The air was cold and there was a thin fresh layer of snow on the ground on a cloudy afternoon in late January. My neighbor who looks after a few children, as well as her own, during the day had just put all of the little people down for their naps when someone started pounding on her door and ringing her doorbell over and over.

My home in Sioux Falls sets above street level by approximately three to three and a half feet. This means that the portion of the driveway from the sidewalk (at street level) to the main driveway (by the house) is about a 20º to 25º incline. It’s not so steep that I cannot drive up and down it in the winter, but it’s steep enough to warrant extra care when walking on it.

When my good-hearted neighbor reached her door she found a rabid female mail carrier. The mail carrier demanded to know who lived next door because she had just fallen on the driveway and she was going to file an offical complaint/grievance/make somebody’s life hell report over the whole matter.

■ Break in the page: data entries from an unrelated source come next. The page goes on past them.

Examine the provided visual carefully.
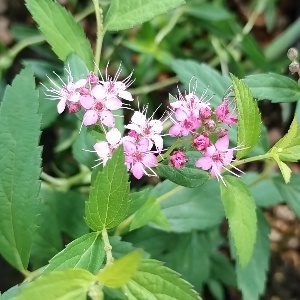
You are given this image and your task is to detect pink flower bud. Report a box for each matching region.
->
[170,150,188,169]
[68,103,81,114]
[192,134,210,151]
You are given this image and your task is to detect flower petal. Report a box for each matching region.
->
[83,110,98,126]
[105,128,122,146]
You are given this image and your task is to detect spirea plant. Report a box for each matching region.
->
[0,0,300,300]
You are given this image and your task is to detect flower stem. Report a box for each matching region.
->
[101,228,114,266]
[92,0,105,73]
[232,153,273,167]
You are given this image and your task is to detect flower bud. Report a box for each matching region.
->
[287,48,298,60]
[170,150,188,169]
[289,61,300,74]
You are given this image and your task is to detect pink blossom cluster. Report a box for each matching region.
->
[46,68,133,128]
[46,68,238,181]
[169,85,238,181]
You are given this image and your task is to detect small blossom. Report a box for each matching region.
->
[125,109,163,151]
[195,135,240,184]
[192,134,210,151]
[169,115,201,137]
[94,128,121,166]
[170,150,188,169]
[215,97,238,125]
[123,138,158,179]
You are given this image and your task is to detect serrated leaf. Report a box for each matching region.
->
[220,175,257,267]
[151,180,224,232]
[122,259,201,300]
[162,231,212,292]
[85,146,130,231]
[244,73,300,102]
[97,250,142,288]
[128,189,149,216]
[15,269,96,300]
[236,210,270,300]
[157,151,209,188]
[43,232,105,274]
[231,75,261,159]
[65,52,89,81]
[270,117,298,152]
[130,196,160,230]
[0,68,41,271]
[26,0,93,70]
[273,154,292,184]
[171,59,231,106]
[274,174,300,218]
[104,0,185,31]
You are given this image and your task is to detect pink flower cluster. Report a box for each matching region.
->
[46,68,238,181]
[169,84,238,182]
[46,68,133,128]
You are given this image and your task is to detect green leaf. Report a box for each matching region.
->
[273,155,292,184]
[122,259,201,300]
[65,52,89,81]
[231,75,261,159]
[236,210,270,300]
[0,68,41,271]
[162,231,212,292]
[241,172,282,208]
[72,126,98,168]
[151,180,224,232]
[15,269,96,300]
[172,59,231,106]
[25,0,93,70]
[220,175,256,267]
[127,189,149,216]
[130,196,160,230]
[97,250,142,288]
[85,146,130,231]
[274,174,300,218]
[244,73,300,102]
[104,0,185,31]
[157,151,209,188]
[43,232,105,274]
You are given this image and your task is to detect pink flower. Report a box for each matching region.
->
[45,69,87,114]
[169,115,201,137]
[195,135,236,184]
[125,110,163,151]
[170,150,188,169]
[192,134,210,151]
[100,65,133,101]
[123,138,158,179]
[94,128,121,167]
[215,97,238,125]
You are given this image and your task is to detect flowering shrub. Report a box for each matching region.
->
[0,0,300,300]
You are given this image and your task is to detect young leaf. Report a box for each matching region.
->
[172,59,231,106]
[157,156,209,188]
[104,0,185,31]
[25,0,93,70]
[220,175,256,267]
[97,250,142,288]
[43,232,104,274]
[127,189,149,216]
[0,68,41,271]
[274,174,300,218]
[244,73,300,102]
[231,75,261,159]
[236,210,270,300]
[122,259,201,300]
[151,180,224,232]
[130,196,160,230]
[85,146,130,231]
[14,269,97,300]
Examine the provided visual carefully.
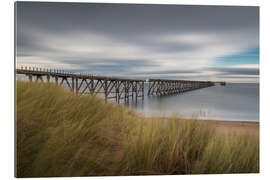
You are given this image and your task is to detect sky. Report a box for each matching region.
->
[16,2,259,83]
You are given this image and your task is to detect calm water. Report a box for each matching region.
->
[129,83,259,121]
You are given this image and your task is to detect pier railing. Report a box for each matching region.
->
[16,67,215,103]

I shovel my walks and driveway as soon as the snow stops falling and they’re always quite dry and safe. The only exception is where the melted snow that drains off of the roof runs down the driveway and freezes up as glare ice. It’s brutal, and it hurts when you fall down on it. I know. I have. Coincidentally, this is right in front of the mailbox.

Yes, yes, I know, what a horrible and mean trick to play on the mail carrier, but hold on a second. I do not receive ANY mail at that address. Neither does my grandma. With the exception of two pieces of mail in the past 8 months, there is never any mail delivered to that house. What, then, was this maniacal mail-woman doing on my driveway? Oh, that’s right, she doesn’t even cover that route – she was filling in. Yes, I have met and spoken to our regular mailman and he’s friendly and nice. I wrote about that sort of thing on Monday, remember?

Well, my neighbor had to do her best to keep from laughing at this poor substitute mail carrier and even invited her in to warm up, check for serious injury, or have some coffee or tea. I’d be willing to bet that there were no serious injuries to anything other than her pride. The mail-woman was too angry to accept any of the rational help my neighbor had offered. I suspect she was too busy working out that complaint in her head as well as plotting a most vile revenge.

Well, I never heard anything about a complaint or worse, but she may have succeeded in revenge. Vicki was kind enough to mail me some oatmeal cookies for helping her out with a little glitch in the code of her blog a while back. She mailed them 3 weeks ago today, as I recall. They still haven’t arrived. I hope that the angst filled mail-woman is enjoying my cookies. That would mean she figured out who I was, what PO Box is mine and intercepted the cookies, but that doesn’t seem far-fetched at all.

I only found out about this incident last weekend when I went over to ask my neighbors a question. That question was if they would mind if I take pictures of their dog, and if that’s alright if I may put them on the internet for the entire world to enjoy.